PKCα belongs to the family of serine/threonine kinases that regulate various cellular functions, including cell differentiation, apoptosis, and LPS signaling (35, 36). Employing dual-luciferase assays, we show PKCα is a novel target of miR-142-3p. Enforced expression of miR-142-3p downregulated PKCα expression in Mφ and DC. The siRNA-mediated knockdown of PKCα led to reduced uptake of bacteria, supporting its key role in the process. This observation is in agreement with previous studies demonstrating a requirement of PKCα during phagocytosis (37–39). However, we noted that siRNA knockdown of PKCα alone had relatively less impact (∼20%) on phagocytosis compared with miRNA overexpression (∼70%). This is most likely attributed to the capability of miRNAs to simultaneously regulate a wide range of targets and/or functional redundancy among PKC isoforms.

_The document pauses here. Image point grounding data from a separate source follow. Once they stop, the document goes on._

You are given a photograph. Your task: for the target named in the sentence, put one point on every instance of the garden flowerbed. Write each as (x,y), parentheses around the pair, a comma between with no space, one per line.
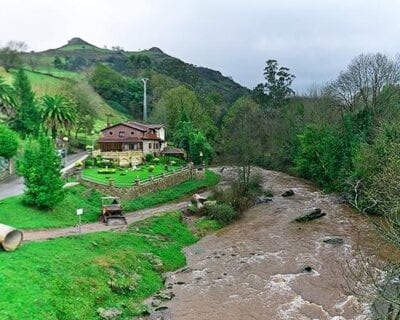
(124,177)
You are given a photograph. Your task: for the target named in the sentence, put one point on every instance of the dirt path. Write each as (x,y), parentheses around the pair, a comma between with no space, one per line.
(97,226)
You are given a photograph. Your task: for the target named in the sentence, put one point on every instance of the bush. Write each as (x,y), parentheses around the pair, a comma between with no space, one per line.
(222,213)
(40,166)
(107,170)
(235,196)
(8,142)
(149,157)
(89,163)
(175,161)
(78,164)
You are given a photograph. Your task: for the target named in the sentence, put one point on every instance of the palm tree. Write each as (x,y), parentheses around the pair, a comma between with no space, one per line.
(58,113)
(7,99)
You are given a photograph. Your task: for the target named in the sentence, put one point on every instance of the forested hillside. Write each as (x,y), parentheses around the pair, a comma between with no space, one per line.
(115,75)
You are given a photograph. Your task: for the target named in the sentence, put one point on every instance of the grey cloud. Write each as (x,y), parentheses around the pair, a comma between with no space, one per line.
(314,38)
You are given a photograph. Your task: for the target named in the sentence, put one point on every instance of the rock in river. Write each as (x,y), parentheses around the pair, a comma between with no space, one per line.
(288,193)
(311,215)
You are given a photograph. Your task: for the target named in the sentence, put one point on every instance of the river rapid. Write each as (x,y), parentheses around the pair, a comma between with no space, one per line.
(257,267)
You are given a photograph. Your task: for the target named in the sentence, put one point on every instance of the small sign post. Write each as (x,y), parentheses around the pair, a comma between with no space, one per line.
(79,213)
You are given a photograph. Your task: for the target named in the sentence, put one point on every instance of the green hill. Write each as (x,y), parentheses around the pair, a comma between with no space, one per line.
(77,63)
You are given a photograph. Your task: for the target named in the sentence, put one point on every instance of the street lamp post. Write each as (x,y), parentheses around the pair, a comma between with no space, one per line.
(65,139)
(144,80)
(203,162)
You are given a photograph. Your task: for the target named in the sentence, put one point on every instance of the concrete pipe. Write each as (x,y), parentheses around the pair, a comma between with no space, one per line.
(10,238)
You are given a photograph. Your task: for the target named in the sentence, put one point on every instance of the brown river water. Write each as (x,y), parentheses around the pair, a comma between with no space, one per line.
(254,269)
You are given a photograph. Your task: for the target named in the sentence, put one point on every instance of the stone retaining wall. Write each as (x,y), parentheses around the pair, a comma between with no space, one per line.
(7,168)
(151,186)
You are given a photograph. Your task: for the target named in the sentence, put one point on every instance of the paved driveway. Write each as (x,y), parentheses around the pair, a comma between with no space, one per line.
(14,185)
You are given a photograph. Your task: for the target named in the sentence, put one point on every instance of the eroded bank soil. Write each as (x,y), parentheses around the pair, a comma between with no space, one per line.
(257,268)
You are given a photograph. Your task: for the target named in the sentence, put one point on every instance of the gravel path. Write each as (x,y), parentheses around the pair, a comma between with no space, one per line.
(131,217)
(98,226)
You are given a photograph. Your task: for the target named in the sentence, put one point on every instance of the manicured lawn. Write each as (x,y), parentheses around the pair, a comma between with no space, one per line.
(126,177)
(13,212)
(171,194)
(70,278)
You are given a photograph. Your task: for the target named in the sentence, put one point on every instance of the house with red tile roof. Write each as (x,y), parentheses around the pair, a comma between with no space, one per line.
(127,143)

Initial reports on PKCα showed that inhibiting its activity blocked secretion of various proinflammatory cytokines in LPS-challenged Mφ and was associated with defects in phagocytosis (40). Consistent with these findings, we observed significant reduction in IL-6, IL-12p40, and TNF-α release in miR-142-3p–transfected cells. Interestingly, PKCα is also reported to regulate TLR signaling by interacting with TLRs. Unlike other conventional PKCs, however, PKCα can trigger both MyD-dependent (TLR2) and -independent (TLR3) signaling (41, 42). TLR2 signaling terminates with the activation of NF-κB and MAPK, whereas TLR3 activation leads to IFN regulatory factor 3–mediated IFN-β expression; thus, PKCα can affect both early and late innate responses. Our studies demonstrate that miR-142-3p expression is downregulated during myeloid cell differentiation, whereas its novel target PKCα level increases. The role of PKC isoforms in differentiation of monocyte-derived Mφ is well established. In line with earlier reports, we support the significance of PKCα in both Mφ and DC differentiation. Importantly, this functional miRNA–target interaction highlights the regulatory potential of miRNA in both differentiation and function of immune cells.

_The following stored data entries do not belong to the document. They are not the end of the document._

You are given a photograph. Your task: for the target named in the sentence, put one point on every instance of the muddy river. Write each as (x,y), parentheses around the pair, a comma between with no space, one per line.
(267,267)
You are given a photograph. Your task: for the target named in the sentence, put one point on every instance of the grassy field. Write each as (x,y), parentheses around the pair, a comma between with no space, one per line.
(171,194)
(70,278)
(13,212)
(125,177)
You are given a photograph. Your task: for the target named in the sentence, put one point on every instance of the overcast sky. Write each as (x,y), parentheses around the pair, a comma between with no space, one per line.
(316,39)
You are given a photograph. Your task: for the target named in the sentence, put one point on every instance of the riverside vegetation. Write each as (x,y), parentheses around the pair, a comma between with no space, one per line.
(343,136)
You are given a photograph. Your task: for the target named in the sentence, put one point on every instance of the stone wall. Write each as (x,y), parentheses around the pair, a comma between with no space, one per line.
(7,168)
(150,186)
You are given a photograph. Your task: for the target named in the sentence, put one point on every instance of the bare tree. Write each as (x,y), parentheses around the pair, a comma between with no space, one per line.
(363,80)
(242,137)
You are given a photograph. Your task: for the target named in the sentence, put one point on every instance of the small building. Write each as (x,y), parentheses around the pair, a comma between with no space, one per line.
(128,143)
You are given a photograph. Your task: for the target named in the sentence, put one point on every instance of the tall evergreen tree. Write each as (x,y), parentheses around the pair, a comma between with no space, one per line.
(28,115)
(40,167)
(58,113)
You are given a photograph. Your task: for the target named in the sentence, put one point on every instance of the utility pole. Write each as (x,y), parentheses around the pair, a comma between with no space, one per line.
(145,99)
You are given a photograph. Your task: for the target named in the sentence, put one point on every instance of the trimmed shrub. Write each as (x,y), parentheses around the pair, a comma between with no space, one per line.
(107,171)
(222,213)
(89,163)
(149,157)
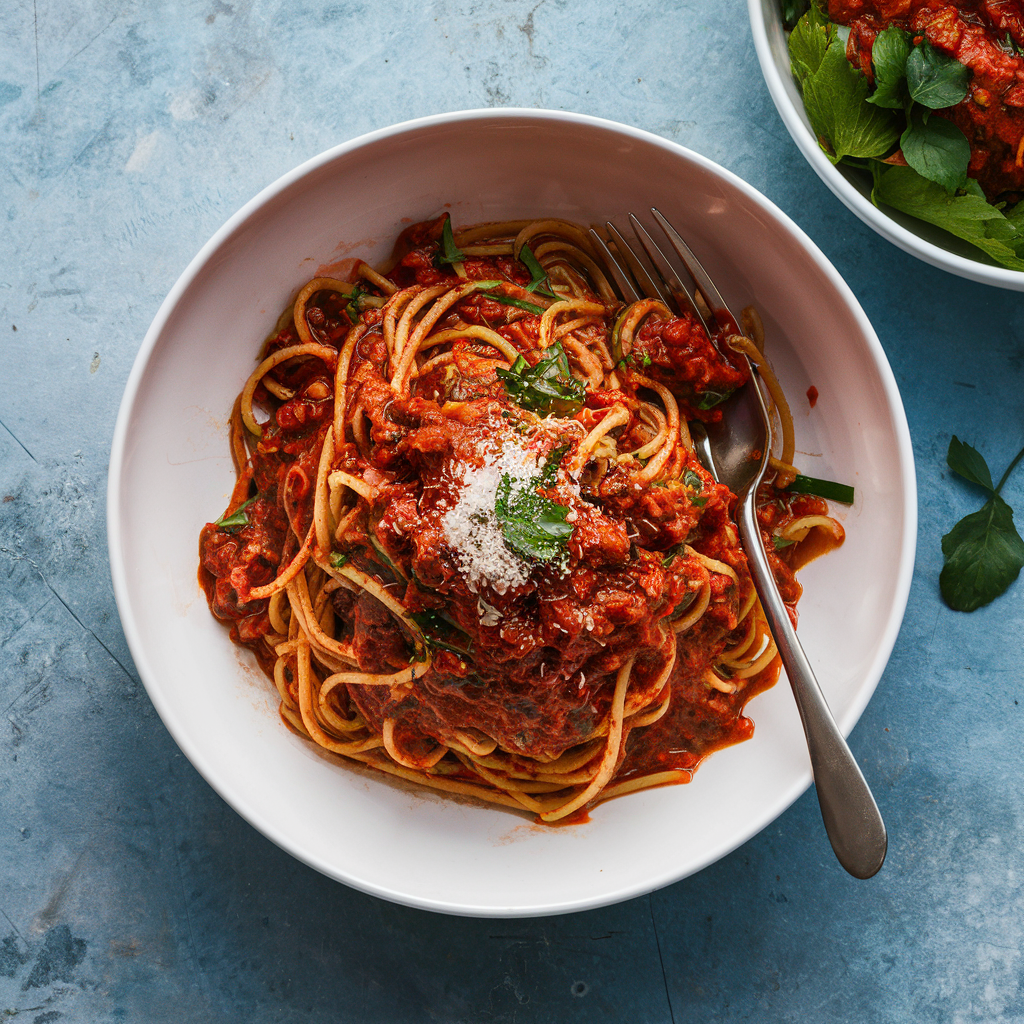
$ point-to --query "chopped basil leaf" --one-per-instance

In conclusion, we present miRNAs that significantly inhibit phagocytosis and the production of inflammatory mediators in myeloid inflammatory cells, including monocytes, M1/M2 Mφ, and DC. These miRNAs target pathways associated with phagocytosis, cytokine production, and inflammation and the productive pairing of the innate to the adaptive immune system. This study opens new avenues to explore novel roles of miRNAs identified in this study in diseases with impaired phagocytosis and related inflammatory disorders.

Portions of this work were carried out in the Confocal Microscopy Facility via the Research Resources Center at the University of Illinois at Chicago.

The authors have no financial conflicts of interest.